Since a data warehouse is a specific type of database designed for a specific application area, a data warehouse administrator has all the roles of a database administrator—plus others. One new role is advising on decision support uses of the DW, for which a DWA needs to understand decision making processes. Beyond that, the issue is more a need for additional skills in the same roles as a DBA—e.g., understanding high-performance hardware to deal with the large size of a DW—than it is one of additional roles.
32. Describe how data integration can lead to higher levels of data quality.
A question involving the word “higher” (or any other comparative, for that matter) requires asking “higher than what?” In this case, we can take it to mean “higher than we would have for the same data, but without a formal data integration process.”
Without a data integration process to combine data in a planned and structured manner, data might be combined incorrectly. That could lead to misunderstood data (a measurement in meters taken as being in feet) and to inconsistent data (data from one source applying to calendar months, data from another to four-week or five-week fiscal months). These are aspects of low-quality data which can be avoided, or at least reduced, by data integration.
33. Compare the Kimball and Inmon approaches toward data warehouse development. Identify when each one is most effective.
Inmon’s approach starts with an enterprise data warehouse, creating data marts as subsets if appropriate. It is most effective when there is a recognized need for an EDW, an executive “champion” of the project, and a willingness to invest in a data warehousing infrastructure before it will show results.

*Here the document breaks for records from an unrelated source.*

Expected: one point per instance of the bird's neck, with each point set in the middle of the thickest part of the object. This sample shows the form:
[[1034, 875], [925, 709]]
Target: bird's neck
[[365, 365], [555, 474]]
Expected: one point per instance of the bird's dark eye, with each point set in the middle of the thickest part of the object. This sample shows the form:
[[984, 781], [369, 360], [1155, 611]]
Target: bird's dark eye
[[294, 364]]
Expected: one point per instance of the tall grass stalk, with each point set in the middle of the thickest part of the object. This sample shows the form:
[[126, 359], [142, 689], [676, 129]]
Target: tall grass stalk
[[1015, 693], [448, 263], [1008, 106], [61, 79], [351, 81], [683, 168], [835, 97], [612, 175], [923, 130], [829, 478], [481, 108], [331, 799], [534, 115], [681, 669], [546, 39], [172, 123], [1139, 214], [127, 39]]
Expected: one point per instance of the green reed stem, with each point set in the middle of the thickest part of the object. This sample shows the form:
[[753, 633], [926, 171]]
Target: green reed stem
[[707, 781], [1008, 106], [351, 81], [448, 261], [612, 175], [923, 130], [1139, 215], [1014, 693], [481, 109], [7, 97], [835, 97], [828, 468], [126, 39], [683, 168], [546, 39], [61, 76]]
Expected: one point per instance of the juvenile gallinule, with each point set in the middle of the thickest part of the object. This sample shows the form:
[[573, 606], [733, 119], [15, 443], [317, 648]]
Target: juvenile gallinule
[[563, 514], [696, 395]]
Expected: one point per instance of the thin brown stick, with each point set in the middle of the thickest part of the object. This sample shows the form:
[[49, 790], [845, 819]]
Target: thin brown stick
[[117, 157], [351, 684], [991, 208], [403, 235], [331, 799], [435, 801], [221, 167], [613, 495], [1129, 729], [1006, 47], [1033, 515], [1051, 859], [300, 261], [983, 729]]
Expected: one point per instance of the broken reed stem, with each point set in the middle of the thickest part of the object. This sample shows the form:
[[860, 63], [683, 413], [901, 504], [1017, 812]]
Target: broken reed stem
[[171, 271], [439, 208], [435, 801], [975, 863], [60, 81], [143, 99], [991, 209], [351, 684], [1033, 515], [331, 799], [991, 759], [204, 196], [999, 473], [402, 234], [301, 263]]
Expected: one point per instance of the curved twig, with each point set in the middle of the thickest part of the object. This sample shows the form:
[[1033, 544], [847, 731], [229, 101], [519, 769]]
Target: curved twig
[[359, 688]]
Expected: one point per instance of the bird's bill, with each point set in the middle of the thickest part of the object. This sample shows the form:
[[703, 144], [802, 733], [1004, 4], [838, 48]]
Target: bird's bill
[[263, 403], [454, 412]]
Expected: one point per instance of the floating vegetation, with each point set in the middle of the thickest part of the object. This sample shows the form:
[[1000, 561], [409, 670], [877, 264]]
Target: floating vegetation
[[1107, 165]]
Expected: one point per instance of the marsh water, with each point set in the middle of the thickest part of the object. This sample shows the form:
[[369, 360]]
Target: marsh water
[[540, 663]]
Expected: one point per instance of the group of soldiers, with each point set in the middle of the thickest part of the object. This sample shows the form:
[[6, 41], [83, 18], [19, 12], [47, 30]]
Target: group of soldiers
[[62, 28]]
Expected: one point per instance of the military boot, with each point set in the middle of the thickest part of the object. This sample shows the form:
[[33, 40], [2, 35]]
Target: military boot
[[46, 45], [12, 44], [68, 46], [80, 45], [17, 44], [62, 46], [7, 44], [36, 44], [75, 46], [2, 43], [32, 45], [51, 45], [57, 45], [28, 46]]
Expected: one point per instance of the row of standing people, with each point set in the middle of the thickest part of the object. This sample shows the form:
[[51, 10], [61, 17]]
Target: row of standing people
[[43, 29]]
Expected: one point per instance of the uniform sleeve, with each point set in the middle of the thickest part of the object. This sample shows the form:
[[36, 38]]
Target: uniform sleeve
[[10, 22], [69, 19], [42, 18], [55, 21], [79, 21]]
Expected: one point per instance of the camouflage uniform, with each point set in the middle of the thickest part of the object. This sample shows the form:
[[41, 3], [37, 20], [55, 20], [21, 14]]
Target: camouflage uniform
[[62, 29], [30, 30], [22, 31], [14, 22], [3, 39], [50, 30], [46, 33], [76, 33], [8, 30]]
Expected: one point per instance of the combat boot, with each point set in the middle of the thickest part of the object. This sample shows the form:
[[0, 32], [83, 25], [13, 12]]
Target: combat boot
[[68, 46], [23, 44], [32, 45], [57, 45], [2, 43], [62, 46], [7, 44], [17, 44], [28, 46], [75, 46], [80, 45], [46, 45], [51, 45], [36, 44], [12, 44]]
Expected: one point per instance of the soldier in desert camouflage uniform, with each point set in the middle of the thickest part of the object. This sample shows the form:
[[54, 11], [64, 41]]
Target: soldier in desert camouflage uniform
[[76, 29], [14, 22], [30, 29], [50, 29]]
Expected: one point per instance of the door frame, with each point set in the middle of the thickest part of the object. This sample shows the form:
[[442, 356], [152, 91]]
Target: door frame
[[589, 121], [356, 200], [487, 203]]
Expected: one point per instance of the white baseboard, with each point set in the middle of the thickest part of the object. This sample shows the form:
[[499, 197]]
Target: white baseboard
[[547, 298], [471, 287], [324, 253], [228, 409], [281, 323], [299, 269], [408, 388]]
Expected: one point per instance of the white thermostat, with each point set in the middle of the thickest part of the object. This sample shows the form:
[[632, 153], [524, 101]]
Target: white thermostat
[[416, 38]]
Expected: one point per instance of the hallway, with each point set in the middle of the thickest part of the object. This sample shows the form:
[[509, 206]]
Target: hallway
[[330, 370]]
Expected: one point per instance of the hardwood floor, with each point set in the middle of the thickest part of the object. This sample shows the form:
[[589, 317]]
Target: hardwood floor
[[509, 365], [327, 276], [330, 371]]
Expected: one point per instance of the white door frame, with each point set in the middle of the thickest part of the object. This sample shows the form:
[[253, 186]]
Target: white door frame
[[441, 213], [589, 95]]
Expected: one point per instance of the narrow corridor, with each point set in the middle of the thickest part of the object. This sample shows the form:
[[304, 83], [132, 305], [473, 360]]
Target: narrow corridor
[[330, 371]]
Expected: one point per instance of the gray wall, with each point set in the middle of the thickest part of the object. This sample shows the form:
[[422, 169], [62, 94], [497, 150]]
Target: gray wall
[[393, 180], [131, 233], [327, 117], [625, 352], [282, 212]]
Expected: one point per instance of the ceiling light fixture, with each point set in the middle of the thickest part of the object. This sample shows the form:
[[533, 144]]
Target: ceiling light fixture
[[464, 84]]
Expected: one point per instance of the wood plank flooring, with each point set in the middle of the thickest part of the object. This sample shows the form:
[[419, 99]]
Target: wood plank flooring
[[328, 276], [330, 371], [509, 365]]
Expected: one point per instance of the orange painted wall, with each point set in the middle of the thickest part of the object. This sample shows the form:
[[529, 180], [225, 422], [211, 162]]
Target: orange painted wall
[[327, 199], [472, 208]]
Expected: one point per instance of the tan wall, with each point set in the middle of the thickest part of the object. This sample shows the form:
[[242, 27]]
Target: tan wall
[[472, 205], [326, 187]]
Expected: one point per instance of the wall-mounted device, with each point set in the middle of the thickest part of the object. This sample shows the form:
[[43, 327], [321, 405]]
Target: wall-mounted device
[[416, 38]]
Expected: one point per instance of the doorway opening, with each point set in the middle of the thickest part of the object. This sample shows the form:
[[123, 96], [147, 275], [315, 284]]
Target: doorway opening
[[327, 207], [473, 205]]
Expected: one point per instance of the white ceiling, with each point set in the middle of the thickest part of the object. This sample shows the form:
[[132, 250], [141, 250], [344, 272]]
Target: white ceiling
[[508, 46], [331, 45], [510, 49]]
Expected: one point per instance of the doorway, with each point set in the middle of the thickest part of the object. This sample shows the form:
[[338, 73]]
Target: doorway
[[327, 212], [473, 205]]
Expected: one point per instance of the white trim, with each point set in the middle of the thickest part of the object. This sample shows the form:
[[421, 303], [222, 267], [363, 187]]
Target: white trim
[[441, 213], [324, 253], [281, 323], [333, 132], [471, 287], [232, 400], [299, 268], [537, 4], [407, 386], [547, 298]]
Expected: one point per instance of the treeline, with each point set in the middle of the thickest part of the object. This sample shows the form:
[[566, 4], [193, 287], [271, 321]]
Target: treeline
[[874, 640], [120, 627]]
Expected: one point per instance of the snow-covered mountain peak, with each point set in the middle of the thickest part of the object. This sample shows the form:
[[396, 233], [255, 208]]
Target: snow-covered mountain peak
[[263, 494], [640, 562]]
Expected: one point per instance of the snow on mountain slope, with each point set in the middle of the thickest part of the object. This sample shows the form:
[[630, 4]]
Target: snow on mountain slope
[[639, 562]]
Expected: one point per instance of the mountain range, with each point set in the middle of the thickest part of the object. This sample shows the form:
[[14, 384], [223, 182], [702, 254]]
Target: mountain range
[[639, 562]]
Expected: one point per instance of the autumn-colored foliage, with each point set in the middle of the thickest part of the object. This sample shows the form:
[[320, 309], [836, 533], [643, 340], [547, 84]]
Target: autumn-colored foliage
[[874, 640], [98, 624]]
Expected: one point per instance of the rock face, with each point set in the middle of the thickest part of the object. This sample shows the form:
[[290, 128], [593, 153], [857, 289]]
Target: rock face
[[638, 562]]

Kimball’s approach starts with data marts, consolidating them into an EDW later if appropriate. It is most effective when it is desired to provide a “proof of concept” implementation before embarking on a full-scale EDW project or when a well-defined area with the greatest benefits can be identified.
34. Discuss security concerns involved in building a data warehouse.
Security and privacy concerns are important in building a data warehouse:
1. Laws and regulations, in the U.S. and elsewhere, require certain safeguards on databases that contain the type of information typically found in a DW.
2. The large amount of valuable corporate data in a data warehouse can make it an attractive target.
3. The need to allow a wide variety of unplanned queries in a DW makes it impractical to restrict end user access to specific carefully constrained screens, one way to limit potential violations.